Dobbin Burkhart said...

Devolopement of a new technology is not a matter of time. The main input required is effort.

Steve Bull said...

Just beginning to reread William Catton's Overshoot and your post reminds me of a statement in Stewart Udall's foreward to the text that kind of sums up our plight (and mindset) well: "All the evidence suggests that we have consistently exaggerated the contributions of technological genius and underestimated the contributions of natural resources." (p. xv).

It would appear that science/technology's ability to help solve some of our problems over the past couple of centuries has led to a firm belief that they can do so regularly, as long as the funding and research time/effort is put into it (although it could be argued that these 'solutions' have actually contributed to/exacerbated our predicaments in many (most?) situations--it's all a matter of the time frame one views it from, I suppose).

I guess we keep 'believing' because we want to believe in human ingenuity and dominion over nature, and to fight off the cognitive dissonance-created stress that would arise should one of our more core beliefs be challenged.

Until we view technology/science from a different perspective (e.g., tools to aid us in stealing natural resources from future generations to sustain our unsustainable living standards), we are likely to keep believing in their power and 'magic' since thinking otherwise leads to great uncertainty about the future--and humans don't like uncertainty much, if at all.

Kurt Cobb said...

Thanks for all the thoughtful comments. Let me address John Abbe's comment in detail. First, we must always be careful about information in Wikipedia. But if we take the entry on its face, this reactor is a prototype. So, it's coming out about 6 years after the prediction by my radio show host and, of course, it's not a commercial product.

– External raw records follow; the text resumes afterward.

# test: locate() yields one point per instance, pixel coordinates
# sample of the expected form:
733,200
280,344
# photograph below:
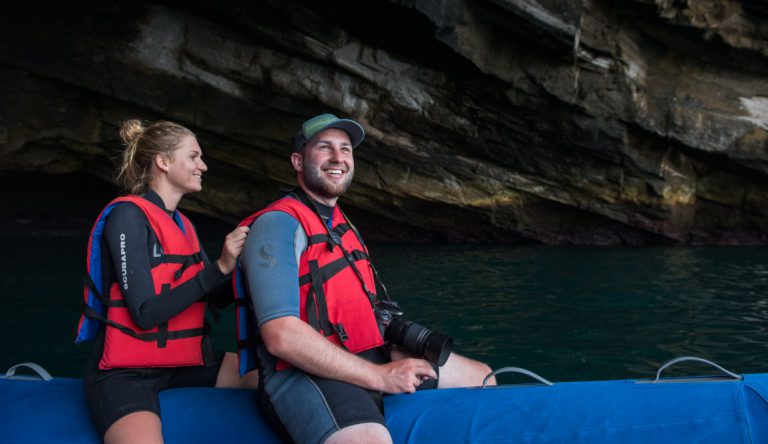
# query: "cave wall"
552,121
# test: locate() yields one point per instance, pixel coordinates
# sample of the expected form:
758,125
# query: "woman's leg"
229,374
135,428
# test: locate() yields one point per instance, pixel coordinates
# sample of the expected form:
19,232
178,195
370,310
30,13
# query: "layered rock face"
552,121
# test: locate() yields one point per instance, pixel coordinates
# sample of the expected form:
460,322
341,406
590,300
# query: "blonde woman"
147,287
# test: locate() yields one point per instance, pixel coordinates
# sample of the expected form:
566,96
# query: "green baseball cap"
323,122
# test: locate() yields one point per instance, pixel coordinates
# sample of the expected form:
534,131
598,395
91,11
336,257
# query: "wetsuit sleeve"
127,235
270,261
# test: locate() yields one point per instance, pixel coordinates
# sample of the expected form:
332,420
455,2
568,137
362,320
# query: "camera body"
396,329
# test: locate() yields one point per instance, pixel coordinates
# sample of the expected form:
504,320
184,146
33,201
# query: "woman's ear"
161,162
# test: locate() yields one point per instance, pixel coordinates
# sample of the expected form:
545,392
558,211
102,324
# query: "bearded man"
316,340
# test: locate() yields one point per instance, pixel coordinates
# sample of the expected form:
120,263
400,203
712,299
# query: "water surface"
567,313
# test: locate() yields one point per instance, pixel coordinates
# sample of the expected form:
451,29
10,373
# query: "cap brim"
353,129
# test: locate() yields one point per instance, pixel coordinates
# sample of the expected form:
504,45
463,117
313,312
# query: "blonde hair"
143,141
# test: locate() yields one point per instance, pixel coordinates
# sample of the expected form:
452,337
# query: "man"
322,359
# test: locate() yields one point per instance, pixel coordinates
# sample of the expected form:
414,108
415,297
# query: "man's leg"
369,433
308,409
459,371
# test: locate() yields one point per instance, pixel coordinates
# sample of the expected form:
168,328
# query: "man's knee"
367,432
460,371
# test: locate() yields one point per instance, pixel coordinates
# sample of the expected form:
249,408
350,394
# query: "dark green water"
567,313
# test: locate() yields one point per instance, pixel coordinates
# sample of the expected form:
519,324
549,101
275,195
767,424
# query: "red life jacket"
177,342
332,297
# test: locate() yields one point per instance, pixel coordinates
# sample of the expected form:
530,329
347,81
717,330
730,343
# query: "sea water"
566,313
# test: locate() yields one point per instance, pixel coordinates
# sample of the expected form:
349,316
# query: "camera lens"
435,347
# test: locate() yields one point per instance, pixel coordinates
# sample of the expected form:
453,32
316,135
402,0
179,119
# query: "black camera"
395,329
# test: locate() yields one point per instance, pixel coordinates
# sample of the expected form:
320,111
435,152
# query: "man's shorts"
305,408
112,394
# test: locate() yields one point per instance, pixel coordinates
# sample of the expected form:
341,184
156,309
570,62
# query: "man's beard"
316,183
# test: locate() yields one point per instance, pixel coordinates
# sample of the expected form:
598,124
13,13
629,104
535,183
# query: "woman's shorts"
112,394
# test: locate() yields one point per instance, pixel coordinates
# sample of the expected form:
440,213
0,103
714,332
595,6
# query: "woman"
148,284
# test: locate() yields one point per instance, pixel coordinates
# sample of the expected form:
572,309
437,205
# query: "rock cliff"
552,121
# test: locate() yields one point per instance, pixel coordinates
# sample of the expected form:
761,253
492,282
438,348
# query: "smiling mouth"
335,171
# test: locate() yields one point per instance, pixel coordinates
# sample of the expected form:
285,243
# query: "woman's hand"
233,246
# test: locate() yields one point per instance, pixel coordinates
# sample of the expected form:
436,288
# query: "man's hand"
404,375
233,246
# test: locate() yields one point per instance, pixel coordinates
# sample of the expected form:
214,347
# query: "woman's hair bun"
131,130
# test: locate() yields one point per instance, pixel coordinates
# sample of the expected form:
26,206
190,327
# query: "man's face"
326,165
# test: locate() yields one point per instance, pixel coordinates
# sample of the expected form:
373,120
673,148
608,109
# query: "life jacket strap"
147,337
330,269
186,261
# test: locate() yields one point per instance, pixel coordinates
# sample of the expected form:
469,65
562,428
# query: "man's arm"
270,261
294,341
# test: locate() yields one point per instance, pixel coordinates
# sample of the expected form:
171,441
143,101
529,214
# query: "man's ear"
297,160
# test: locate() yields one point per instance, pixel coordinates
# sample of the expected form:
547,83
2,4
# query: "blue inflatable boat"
727,408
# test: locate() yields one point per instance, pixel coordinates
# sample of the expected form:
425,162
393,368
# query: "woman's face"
186,166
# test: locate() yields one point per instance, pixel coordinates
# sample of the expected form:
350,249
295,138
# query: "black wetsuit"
115,393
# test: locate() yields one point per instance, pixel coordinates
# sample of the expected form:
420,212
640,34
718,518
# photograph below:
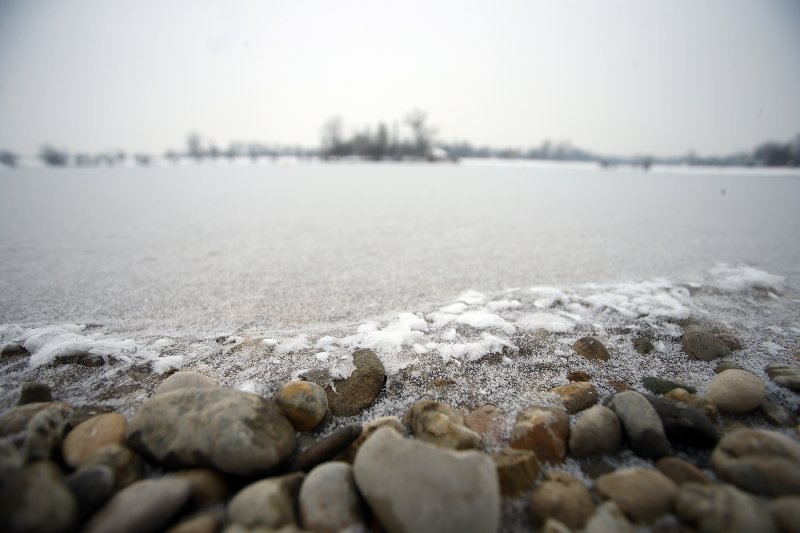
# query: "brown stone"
543,430
576,396
563,498
517,470
93,434
643,495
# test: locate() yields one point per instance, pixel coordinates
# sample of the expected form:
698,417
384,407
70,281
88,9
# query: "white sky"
627,76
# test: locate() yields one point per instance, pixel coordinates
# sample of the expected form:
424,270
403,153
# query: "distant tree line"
414,140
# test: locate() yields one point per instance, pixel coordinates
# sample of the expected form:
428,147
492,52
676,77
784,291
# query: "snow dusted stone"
233,431
721,509
597,432
440,424
145,506
88,436
347,397
700,344
576,396
185,379
785,375
563,498
736,391
642,425
303,403
414,486
591,348
329,500
269,503
543,430
643,495
759,461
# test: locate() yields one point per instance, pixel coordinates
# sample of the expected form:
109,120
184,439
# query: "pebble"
440,424
596,432
146,506
663,386
329,500
517,470
233,431
35,392
543,430
608,518
303,403
92,434
207,486
327,448
778,414
641,424
700,344
489,422
43,435
758,461
349,454
642,494
578,375
643,345
268,503
721,509
416,486
591,348
92,488
37,499
785,375
186,379
576,396
684,424
785,512
347,397
736,391
127,466
563,498
680,471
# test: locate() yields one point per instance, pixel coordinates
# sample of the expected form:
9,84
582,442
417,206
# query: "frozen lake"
205,249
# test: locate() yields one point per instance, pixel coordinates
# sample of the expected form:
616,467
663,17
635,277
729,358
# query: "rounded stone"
146,506
440,424
591,348
329,500
415,486
350,396
576,396
269,503
303,403
563,498
758,461
127,466
700,344
643,495
186,379
543,430
736,391
596,432
233,431
92,434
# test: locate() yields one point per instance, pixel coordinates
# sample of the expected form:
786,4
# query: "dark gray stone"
643,427
233,431
685,424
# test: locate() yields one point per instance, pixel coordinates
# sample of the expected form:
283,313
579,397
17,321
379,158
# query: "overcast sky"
622,77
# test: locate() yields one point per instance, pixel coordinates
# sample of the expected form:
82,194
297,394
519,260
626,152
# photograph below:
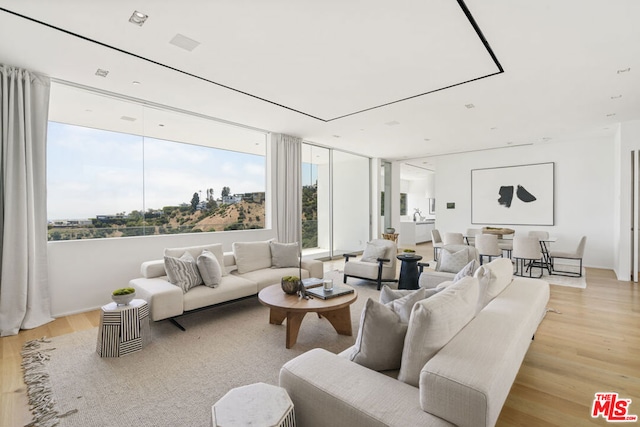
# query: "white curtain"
288,187
24,109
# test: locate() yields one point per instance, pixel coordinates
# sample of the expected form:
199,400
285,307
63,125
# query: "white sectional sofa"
466,381
245,271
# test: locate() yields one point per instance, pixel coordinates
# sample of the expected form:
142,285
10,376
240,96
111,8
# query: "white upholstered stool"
259,405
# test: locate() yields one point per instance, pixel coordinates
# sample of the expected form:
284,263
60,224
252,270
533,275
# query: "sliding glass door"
335,202
351,201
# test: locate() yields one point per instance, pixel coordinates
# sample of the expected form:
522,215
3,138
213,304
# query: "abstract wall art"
513,195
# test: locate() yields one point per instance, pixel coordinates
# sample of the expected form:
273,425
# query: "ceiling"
395,80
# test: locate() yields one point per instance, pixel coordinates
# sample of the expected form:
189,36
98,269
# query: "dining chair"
577,254
471,234
453,239
487,246
436,240
527,255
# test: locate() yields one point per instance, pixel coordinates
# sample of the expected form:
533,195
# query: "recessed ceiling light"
138,18
184,42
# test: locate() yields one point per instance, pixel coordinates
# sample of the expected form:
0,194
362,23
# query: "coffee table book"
335,292
312,282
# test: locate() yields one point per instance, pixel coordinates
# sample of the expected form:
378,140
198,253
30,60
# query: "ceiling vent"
138,18
184,42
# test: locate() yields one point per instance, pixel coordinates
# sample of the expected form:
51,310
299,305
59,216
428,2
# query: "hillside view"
231,212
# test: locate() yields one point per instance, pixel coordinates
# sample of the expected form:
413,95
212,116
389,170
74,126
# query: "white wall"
584,192
627,140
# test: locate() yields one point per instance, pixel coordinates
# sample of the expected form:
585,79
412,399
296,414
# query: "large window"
335,202
116,170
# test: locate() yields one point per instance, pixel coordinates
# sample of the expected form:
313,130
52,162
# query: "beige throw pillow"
452,262
209,269
284,254
251,256
380,338
373,252
434,321
183,271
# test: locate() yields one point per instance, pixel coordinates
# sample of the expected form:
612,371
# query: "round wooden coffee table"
293,308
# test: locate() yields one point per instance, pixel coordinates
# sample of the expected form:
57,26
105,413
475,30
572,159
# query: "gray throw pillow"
183,271
467,270
402,306
209,269
373,252
452,262
284,254
380,338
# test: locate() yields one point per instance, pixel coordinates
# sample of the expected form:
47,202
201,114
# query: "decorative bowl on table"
290,284
123,296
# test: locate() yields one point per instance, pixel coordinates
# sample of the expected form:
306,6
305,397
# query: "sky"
95,172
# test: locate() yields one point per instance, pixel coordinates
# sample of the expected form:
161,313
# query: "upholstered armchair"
378,263
453,258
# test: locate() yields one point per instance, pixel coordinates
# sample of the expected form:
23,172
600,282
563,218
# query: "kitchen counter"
414,232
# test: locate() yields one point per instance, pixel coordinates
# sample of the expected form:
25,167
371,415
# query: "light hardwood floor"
592,345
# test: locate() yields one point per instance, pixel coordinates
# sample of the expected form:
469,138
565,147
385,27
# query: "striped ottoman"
123,328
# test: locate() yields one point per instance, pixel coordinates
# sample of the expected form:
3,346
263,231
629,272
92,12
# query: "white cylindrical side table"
123,328
259,405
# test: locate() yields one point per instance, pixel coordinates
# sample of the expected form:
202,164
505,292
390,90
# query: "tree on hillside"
194,201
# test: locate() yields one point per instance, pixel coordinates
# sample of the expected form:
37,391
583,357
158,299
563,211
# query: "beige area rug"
176,379
553,279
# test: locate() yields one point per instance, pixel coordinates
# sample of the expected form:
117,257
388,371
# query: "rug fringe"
39,393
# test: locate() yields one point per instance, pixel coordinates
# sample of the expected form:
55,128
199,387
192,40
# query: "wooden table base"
340,319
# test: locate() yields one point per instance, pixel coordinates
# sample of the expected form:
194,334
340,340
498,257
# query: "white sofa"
245,278
465,383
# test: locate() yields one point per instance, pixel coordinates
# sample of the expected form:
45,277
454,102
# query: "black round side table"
408,271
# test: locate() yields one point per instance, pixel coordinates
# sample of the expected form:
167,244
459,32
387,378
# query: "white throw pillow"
402,306
501,276
183,271
434,321
452,262
373,252
467,270
380,338
484,277
209,269
284,254
251,256
195,251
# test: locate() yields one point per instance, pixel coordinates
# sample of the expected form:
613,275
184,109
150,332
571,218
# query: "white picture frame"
531,201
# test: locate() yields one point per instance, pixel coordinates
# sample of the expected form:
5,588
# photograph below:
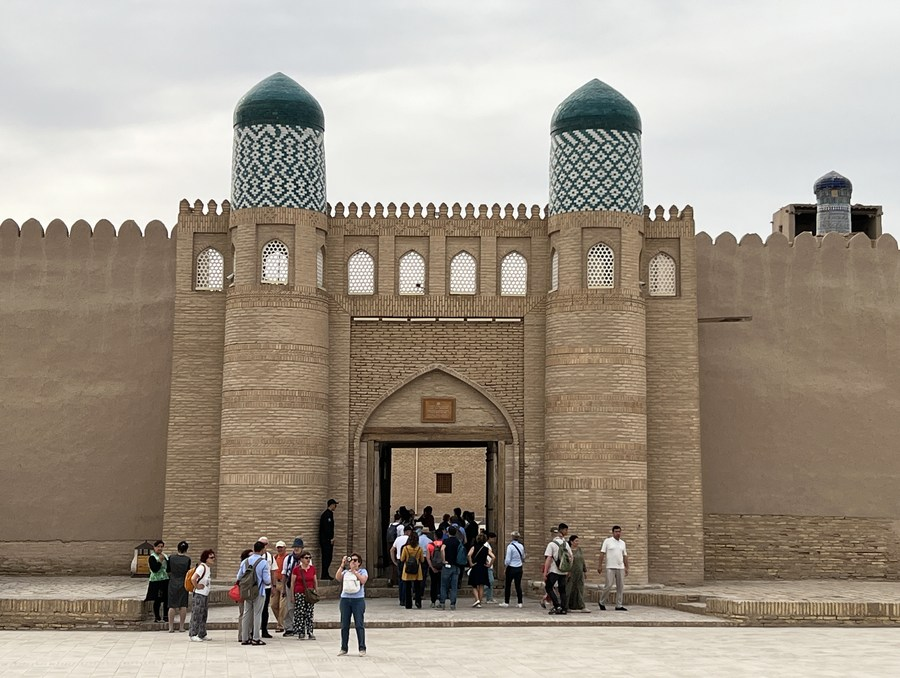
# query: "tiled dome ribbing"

It looks like my timeline will roughly hold if this prototype leads to a pilot plant and then a demonstration plant in China. The article states: "Scaled-up commercial reactors based on the LF1 are likely in the 2030s in central and western China..."

But, of course, that's just a prediction. We don't know whether this particular design will prove successful. And, we must keep in mind that nuclear power infrastructure assumes social and political stability with financial flows to government and industry similar to what we see now. And, it assumes the ability to protect nuclear plants from sabotage.

All of this may not be so in the decades ahead. When we consider the instability that the COVID virus has brought to the world, we should pause to wonder whether other destabilizing events await: A war between China and the United States? A second, perhaps more deadly pandemic? A devastating financial crash? The political disintegration of large countries such as China and the United States and the possible disintegration of the EU? (We say such things can't happen, but something similar happened to the Soviet Union. It was there one day and then gone the next and very few foresaw it.) An, of course, climate change is becoming wildly destructive and destabilizing and its affects will only get worse.

It's not just the technology that we must consider, but the society in which that technology is supposed to reside. Without the necessary stability, it will be hard to build and deploy a huge new fleet of nuclear power stations across the world. Such a trajectory almost certainly assumes a benign social and political landscape. Call me skeptical.